Thursday, December 3, 2009

Life, Liberty, and the Pursuit of Mandates, Part 2

Even if one believes that the private health care system is flawed for the majority, the proper course of action is to decrease distortions of the market then weave a safety net underneath. In any market that private enterprise can participate in, private enterprise is the more efficient route. Government's idea of cost-cutting is to pay less and demand the same results. In some cases this works (defense contracts have quite a bit of padding on them). In cases like health care, the options are to wring fraud out of the system (which governments are spectacularly inept at doing) or pay below-market rates.

The health care industry has responded to past unfunded mandates by simply refusing to provide the service, for example all of the Emergency Room closures in California. The income prospects (net of liability insurance) in some specialties have led to dwindling numbers of doctors entering them, which will lead to de facto rationing if the government lowers its payments any further. If the government starts dictating specialties to new doctors, it will end up getting lower quality doctors and picking up the tab for liability insurance. Then all those medical malpractice judgments will be paid by taxpayers. The jurors in those cases are taxpayers. This would not be a welcome turn of events for the trial lawyers currently supporting the health reform initiative.

A government-run health plan that muscles out private insurance (the stated goal of many health reform advocates) would operate under incredible constraints, with obligations added or subtracted by the courts pretty much at random. Many backing the current reform effort are Pro-Choice and would be annoyed to discover that a government-run health plan would be banned from covering elective abortions. The idea of collecting a separate premium for this coverage will not work: either the premium is paid to the government (which makes it government funds) or it is paid through an employer who now knows if the person has elected to enroll in this particular coverage or not (a very serious loss of privacy).

A 60-vote majority in the Senate is a rare opportunity for a party to put a stamp on how government operates. A number of Democratic leaders have made statements to the effect that they want some kind, any kind, of government plan in place, and that they will fix the details later. Economic interests adapt to government mandates very quickly (note how credit card companies hiked everyone's rate before the new anti-rate-hiking rules took effect), and even common-sense reforms become difficult.

There are a few smaller reforms that would enjoy broad public and bipartisan support and accomplish the goals of increasing access and decreasing costs:

1. There is no compelling reason to tie health insurance to one's job. Untying these (by expanding the current employer health insurance tax break to include individual policies, or giving everyone a blanket tax exemption for health care costs) would relieve a lot of the consumer-is-not-the-customer problems plaguing health care. It would make the labor market more efficient, since people would not be staying in bad jobs just for fear of losing health insurance.

2. Allowing people to buy health insurance across state lines would introduce a lot more competition than adding a single government insurance plan. Such policies would fall squarely under the federal jurisdiction for interstate commerce, which is important since regulators would need to prevent the massive consolidation that otherwise would occur among insurance companies. Congress can tack on any coverage requirements that it wants, and individuals can “opt out” by buying an in-state plan.

3. Identify the uninsured and target solutions to them rather than trying a one-size-fits-all reform that will end up fitting no one. A number of states have already piloted high-risk pools for those with pre-existing conditions. Allow someone to have this kind of high-risk insurance and a regular health plan until the exclusion period on the regular plan ends. Cost-cutting may bring some healthy or low-income people into the market. For those who still do not buy insurance, allow cheap catastrophic coverage that will prevent an unexpected illness from bankrupting the patient and/or sticking taxpayers with the bill.

Other reforms might meet significant resistance from one political camp or another, but should a special interest really be allowed to keep everyone else from enjoying a better system?

4. Everyone claims that wellness programs reduce medical costs. Whether this really pans out or not, the Medicare Advantage plans that include wellness are doing well enough to stay in business. Create a parallel Medicaid Advantage program and see if this really works.
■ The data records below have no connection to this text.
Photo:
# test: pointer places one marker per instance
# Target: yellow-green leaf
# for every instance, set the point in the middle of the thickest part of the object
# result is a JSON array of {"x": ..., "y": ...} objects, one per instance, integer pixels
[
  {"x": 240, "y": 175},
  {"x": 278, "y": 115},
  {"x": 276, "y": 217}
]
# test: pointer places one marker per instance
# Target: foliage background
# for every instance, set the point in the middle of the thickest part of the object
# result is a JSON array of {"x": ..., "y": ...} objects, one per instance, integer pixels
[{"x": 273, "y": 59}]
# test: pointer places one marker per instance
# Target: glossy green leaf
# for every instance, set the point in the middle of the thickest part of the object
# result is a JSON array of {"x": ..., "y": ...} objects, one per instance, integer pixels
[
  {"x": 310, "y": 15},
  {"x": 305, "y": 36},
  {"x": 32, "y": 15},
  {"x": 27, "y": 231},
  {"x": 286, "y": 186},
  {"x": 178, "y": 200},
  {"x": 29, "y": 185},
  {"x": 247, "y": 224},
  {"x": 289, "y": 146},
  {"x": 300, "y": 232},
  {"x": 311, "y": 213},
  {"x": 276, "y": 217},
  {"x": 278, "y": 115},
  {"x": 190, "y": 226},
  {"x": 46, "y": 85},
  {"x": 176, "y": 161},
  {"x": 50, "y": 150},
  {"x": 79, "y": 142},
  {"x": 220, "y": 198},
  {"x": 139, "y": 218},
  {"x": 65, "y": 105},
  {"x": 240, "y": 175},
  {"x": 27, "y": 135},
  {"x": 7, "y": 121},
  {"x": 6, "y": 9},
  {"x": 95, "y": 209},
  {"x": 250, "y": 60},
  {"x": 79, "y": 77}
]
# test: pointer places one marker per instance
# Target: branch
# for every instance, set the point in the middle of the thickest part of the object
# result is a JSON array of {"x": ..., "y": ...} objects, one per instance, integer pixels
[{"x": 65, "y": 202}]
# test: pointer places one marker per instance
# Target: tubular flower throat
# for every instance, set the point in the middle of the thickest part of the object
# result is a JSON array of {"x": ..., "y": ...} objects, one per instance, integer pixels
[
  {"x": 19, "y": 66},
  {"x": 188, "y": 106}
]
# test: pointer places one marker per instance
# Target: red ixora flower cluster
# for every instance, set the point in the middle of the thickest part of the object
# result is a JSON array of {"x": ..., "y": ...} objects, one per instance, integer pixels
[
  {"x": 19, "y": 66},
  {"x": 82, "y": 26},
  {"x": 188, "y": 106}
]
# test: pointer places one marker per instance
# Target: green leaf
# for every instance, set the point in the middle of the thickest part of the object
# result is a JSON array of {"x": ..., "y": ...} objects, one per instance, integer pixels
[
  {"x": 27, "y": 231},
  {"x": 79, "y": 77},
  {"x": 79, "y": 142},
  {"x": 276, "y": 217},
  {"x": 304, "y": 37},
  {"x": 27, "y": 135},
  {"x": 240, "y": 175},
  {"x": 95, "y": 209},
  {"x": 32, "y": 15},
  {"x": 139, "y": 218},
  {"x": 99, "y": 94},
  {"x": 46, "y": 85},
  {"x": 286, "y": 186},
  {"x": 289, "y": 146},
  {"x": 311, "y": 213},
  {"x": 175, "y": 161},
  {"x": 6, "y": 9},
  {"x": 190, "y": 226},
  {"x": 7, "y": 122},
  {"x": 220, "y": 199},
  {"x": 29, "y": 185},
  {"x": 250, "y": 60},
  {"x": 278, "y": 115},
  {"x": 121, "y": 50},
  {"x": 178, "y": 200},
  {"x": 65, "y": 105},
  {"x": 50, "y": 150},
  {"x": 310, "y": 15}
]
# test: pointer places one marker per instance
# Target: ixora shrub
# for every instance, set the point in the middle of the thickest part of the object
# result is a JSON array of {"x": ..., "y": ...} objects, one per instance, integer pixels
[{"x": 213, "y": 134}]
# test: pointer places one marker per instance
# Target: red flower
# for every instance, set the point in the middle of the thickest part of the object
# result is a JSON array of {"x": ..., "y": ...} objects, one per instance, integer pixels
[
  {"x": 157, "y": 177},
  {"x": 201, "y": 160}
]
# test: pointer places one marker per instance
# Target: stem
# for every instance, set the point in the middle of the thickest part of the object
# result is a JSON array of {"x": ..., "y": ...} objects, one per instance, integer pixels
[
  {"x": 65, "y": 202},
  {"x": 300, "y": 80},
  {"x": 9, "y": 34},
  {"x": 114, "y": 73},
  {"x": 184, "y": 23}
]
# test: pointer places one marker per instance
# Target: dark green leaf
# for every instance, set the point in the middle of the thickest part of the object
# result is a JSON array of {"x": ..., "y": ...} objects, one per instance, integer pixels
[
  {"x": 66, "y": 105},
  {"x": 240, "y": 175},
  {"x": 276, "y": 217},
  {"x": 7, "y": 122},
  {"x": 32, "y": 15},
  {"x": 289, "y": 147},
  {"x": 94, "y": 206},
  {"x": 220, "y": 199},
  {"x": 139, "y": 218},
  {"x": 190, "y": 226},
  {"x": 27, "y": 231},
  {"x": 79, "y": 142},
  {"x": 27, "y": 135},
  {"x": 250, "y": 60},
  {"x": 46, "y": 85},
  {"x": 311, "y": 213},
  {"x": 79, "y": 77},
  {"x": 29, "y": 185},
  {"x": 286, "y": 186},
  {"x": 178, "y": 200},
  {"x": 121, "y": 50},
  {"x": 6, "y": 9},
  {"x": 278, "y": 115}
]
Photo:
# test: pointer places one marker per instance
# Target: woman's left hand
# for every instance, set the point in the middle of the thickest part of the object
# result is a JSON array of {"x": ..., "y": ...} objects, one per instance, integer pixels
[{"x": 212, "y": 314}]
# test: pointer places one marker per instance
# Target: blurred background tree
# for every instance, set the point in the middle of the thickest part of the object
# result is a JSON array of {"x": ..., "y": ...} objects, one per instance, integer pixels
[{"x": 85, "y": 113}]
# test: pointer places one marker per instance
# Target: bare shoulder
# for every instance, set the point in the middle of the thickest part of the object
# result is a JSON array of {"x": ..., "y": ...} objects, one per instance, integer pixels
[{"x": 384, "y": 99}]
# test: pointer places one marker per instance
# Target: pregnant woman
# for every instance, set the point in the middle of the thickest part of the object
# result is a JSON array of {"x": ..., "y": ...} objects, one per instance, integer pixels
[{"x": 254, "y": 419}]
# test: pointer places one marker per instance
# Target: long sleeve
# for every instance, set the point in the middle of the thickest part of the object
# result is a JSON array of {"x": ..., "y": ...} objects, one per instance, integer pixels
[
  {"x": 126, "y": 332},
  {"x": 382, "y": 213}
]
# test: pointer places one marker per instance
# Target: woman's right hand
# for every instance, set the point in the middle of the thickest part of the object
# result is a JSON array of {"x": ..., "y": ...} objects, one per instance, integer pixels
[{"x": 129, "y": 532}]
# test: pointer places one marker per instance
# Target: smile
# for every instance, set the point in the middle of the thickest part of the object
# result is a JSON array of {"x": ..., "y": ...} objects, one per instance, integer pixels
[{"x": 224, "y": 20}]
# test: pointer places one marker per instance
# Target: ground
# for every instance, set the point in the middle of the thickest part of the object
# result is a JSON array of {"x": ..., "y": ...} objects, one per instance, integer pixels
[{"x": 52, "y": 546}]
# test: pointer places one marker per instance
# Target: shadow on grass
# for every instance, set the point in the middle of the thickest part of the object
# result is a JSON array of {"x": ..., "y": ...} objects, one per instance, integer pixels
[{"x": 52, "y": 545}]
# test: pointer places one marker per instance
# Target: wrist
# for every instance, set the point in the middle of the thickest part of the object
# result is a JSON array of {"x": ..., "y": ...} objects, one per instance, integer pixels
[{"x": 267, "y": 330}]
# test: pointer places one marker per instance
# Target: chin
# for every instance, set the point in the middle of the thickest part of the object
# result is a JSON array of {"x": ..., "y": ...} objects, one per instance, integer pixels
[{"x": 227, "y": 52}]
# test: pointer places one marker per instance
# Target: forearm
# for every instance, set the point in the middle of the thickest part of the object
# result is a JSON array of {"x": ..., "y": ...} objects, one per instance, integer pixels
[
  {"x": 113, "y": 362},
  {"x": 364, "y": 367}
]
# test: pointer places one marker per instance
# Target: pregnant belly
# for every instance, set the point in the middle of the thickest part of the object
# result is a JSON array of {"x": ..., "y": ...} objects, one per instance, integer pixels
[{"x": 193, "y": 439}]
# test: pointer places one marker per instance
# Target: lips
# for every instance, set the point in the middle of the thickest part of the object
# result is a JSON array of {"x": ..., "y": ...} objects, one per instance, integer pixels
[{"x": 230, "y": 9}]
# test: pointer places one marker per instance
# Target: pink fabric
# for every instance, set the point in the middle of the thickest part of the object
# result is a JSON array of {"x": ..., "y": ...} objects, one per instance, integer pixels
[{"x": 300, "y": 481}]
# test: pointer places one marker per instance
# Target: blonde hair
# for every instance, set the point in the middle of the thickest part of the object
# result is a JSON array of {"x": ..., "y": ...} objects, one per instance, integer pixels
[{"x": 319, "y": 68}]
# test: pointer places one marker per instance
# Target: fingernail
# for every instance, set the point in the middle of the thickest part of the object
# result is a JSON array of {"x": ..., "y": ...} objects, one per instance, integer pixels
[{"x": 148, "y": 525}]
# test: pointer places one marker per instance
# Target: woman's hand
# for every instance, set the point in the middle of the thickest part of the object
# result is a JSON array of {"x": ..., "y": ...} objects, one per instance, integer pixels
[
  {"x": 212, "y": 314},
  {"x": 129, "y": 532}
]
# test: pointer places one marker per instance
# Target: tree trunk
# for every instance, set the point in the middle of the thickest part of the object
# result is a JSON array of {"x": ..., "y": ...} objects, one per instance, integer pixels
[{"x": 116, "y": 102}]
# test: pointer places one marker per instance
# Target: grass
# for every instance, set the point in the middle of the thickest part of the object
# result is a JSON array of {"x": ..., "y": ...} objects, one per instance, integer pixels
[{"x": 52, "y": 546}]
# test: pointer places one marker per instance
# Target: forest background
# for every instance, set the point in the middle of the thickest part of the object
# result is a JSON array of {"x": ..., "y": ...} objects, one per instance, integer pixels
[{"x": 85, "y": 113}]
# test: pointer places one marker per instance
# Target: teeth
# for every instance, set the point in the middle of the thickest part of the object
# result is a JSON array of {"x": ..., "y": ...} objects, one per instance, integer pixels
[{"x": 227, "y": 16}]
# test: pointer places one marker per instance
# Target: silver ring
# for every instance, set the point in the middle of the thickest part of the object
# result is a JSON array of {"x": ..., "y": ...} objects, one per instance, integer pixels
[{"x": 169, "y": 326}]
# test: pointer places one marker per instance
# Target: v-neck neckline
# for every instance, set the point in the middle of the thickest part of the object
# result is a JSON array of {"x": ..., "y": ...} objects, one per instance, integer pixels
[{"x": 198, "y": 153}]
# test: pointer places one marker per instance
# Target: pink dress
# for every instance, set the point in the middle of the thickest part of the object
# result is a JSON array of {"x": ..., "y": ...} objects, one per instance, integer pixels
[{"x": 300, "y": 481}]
5. Take some steps toward reigning in medical malpractice costs. The fear of gigantic judgments leads to defensive medicine and drives up costs. The specter of high malpractice insurance costs deters entrants to certain medical fields, too. Specialized medical courts would at least put some rationality into the system; we do this for traffic, foreign intelligence activities, taxes, patents, etc., so why not medicine? The existence of a predictable court system might even end the practice of getting patients to sign away their rights on those agree-to-arbitrate forms. It also seems to be a lot fairer than artificial caps on judgments.

6. Get hospital reimbursements in line with actual hospital expenditures. If the law requires hospitals to treat anyone who staggers into the Emergency Room, the law should provide a way to pay for it. The current practice is massive cost-shifting (such as high Medicare fees to make up for unreimbursed Emergency Room care). Some hospitals are better at managing cost shifts than others, and the ones that aren’t so good at it end up closing their Emergency Rooms to the detriment of the surrounding community. Also, better ties between service and payment will make fraud easier to spot.